Meu presidente, quero ser teu parente.
Quem me dera ser branco velho varonil
Ser um fidalgo tatibitate
Que não morra só mate
Minhas mães minhas filhas.
O melhor é atear fogo
Às escolas aos hospitais
Isto já são esmolas demais
Que se lasque essa gente
Eu sou diferente,
Meu presidente –
Ai, que enfado
Ai, o nosso sonho molhado
De diesel!
Almejo ao progresso ao futuro
O meu pai mulato escuro
Retirante amaldiçoado
Graças a deus morreu enjaulado
Jamais fora julgado –
Serve para isso a justiça.
Comi carniça não passei esfaimado
Sou homem de família só enrabo veado
Com camisinha
Não roubo desavisado
Nunca deixei de molhar uma mão.
Tudo o que tenho e o que não:
A faca o beijo o caminhão (dividido em parcelas)
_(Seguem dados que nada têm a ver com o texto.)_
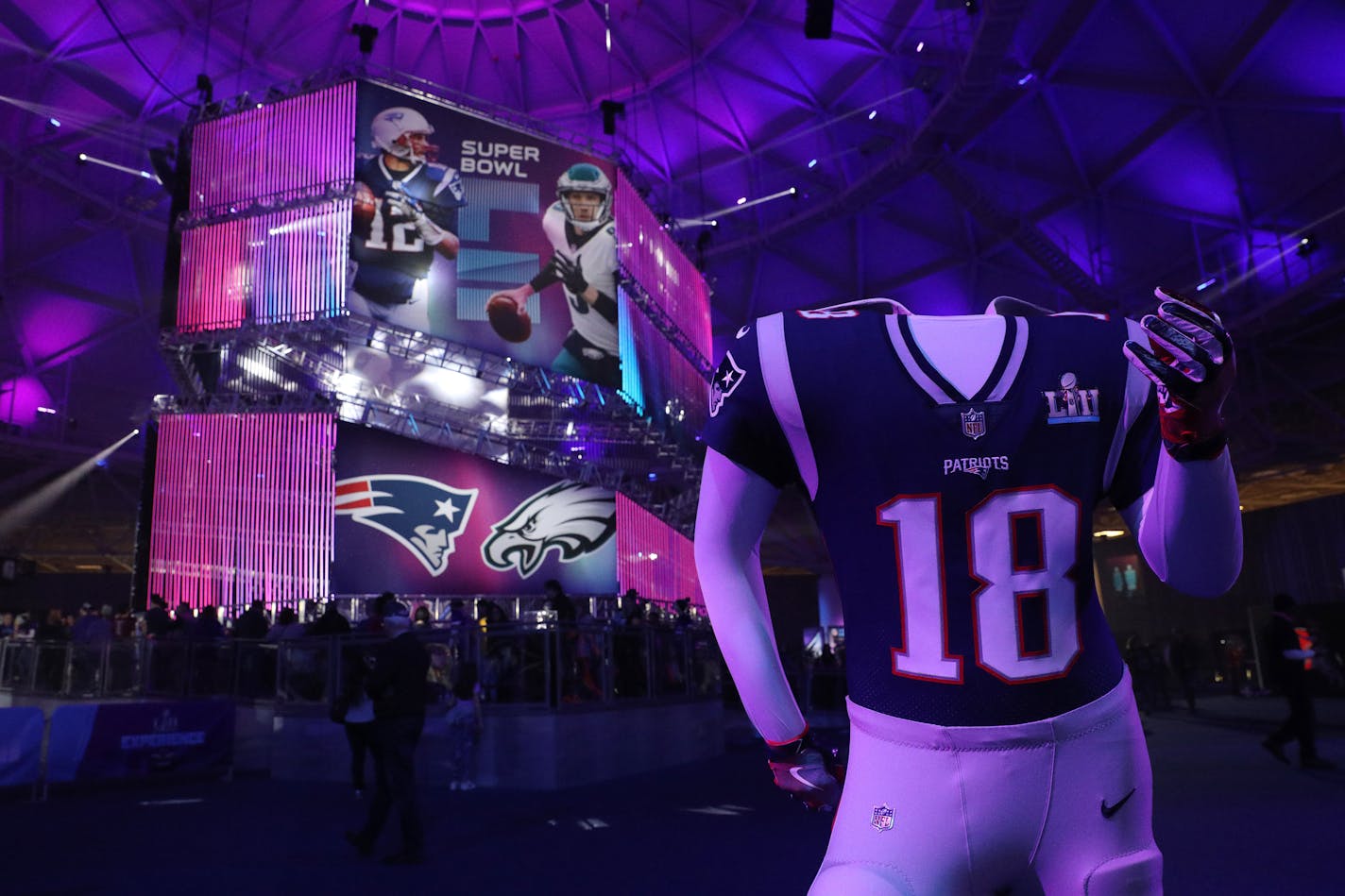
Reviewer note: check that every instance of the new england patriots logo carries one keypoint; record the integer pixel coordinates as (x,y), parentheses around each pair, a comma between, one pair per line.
(421,515)
(570,516)
(726,379)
Minha casa minha vida minhas panelas:
Ofereço-te: quero ser teu capacho capado
Quero ser teu vassalo teu escravo escorchado –
Ai, o nosso sonho encharcado de
Querosene!
Nossa geografia queimadura
Nossa bandeira mortalha sobre carvão
Servir-te-ei até à sepultura
A mim me basta a raça e a ração
Se sou eu quem me ferra as ferraduras
Se sou eu a récua que recua com paixão
Meu presidente, meu ginete, o futuro é um tiro
Um presunto e um buraco no chão.
Lamber-te as
Botas é o sumo troféu.
Que intervenha a tropa: que nos estupre
Que nos estropie, pois que este é o caminho do céu
Que mostrem quem manda
O melhor é atear fogo a este bordel –
É a chamada racionalidade financeira.
Não importa a rasteira se tenho tantas pernas
Nem a velhice se o meu presidente tem vida eterna
Quero engrossar a tranquibernia –
E que me sobre para obturar um dente.
Não me misturo a essa gente
Eu sou diferente, meu
Presidente – não sou bandido
Posto que esteja melhor vivo.
Eu sou o teu filho
Bastardo o do meio
Se choro não mamo;
Receio, não guardo –
A história é um fardo
Com o qual não arco.
Assim me despeço reverente e nunca desobrigado:
Arremato com o rato me arranhando o cu
Estou entre os 14 milhões de desempregados
E o lucro recorde do Itaú.
Kunst/Cunt
Com sua boca de cera
Eu saio com sua boca de breu
Como o ultimo sol eu saio –
É uma cidade sob a cidade
Que se abre ao meu medo é
A axila do medo é o churrasco
O sebo que funda a tarde nos
Subúrbios o azedume o pavor
O frango cozinhando na
Panela de pressão do medo empestando
Lentamente como um fórceps
A antessala o umbigo da agonia
As paredes glutinosas os caroços
A pintura descascada do medo
As crianças a bola murcha a equimose
No joelho na canela da noite
Os gatos enfartados nas janelas –
Com seus olhos sem lábios com
O cimento da insônia eu saio
Eu suo o azedume a carniça
Eu explodo
Na esquina
Financio o fracasso – 360 parcelas –
Eu corro escarro perfuro o tímpano
Do medo
E piso
Na bosta.
Com uma tonelada de borracha
Uma tonelada de pregos uma
Tonelada de papel – uma tonelada
Assinada carimbada timbrada protocolada
Em duas vias de papel –
Com uma tonelada de nada
Eu saio
À rua
Eu grito
Eu morro
Eu sou o cão negro do medo
Que devora
A própria bosta.
Quando eu erijo os dias
Quando eu erijo os dias as noites os meses –
As mãos –
Um peito arde
Por baixo e o peixe enraizado
Rompe
O gelo fino de um crânio
Feminino,
(Cabelos de açougue,
Dentes de cometa estéril.)
Quando eu morro
Nos ossos do texto
(Mercado dos cabelos,
Mármore dos dentes demarcados)
Uma voz incinera os lábios
E espalha
A
Manteiga quente
Nos livros altos.
Meu corpo enfurecido
Endurece no meio do sonho:
Despenha no sangue prostrado das frutas,
No canibalismo entre polvos.
(Bancos de areia estelar.)
Cefalópode
(Não houve a aniquilação das páginas do espanto.)
Passei
Pela colina dos teus lábios ensombrando por fora
As cartas, as orquídeas, a velhice:
Pura água nos espaços ardendo fundo ou artérias paradisíacas.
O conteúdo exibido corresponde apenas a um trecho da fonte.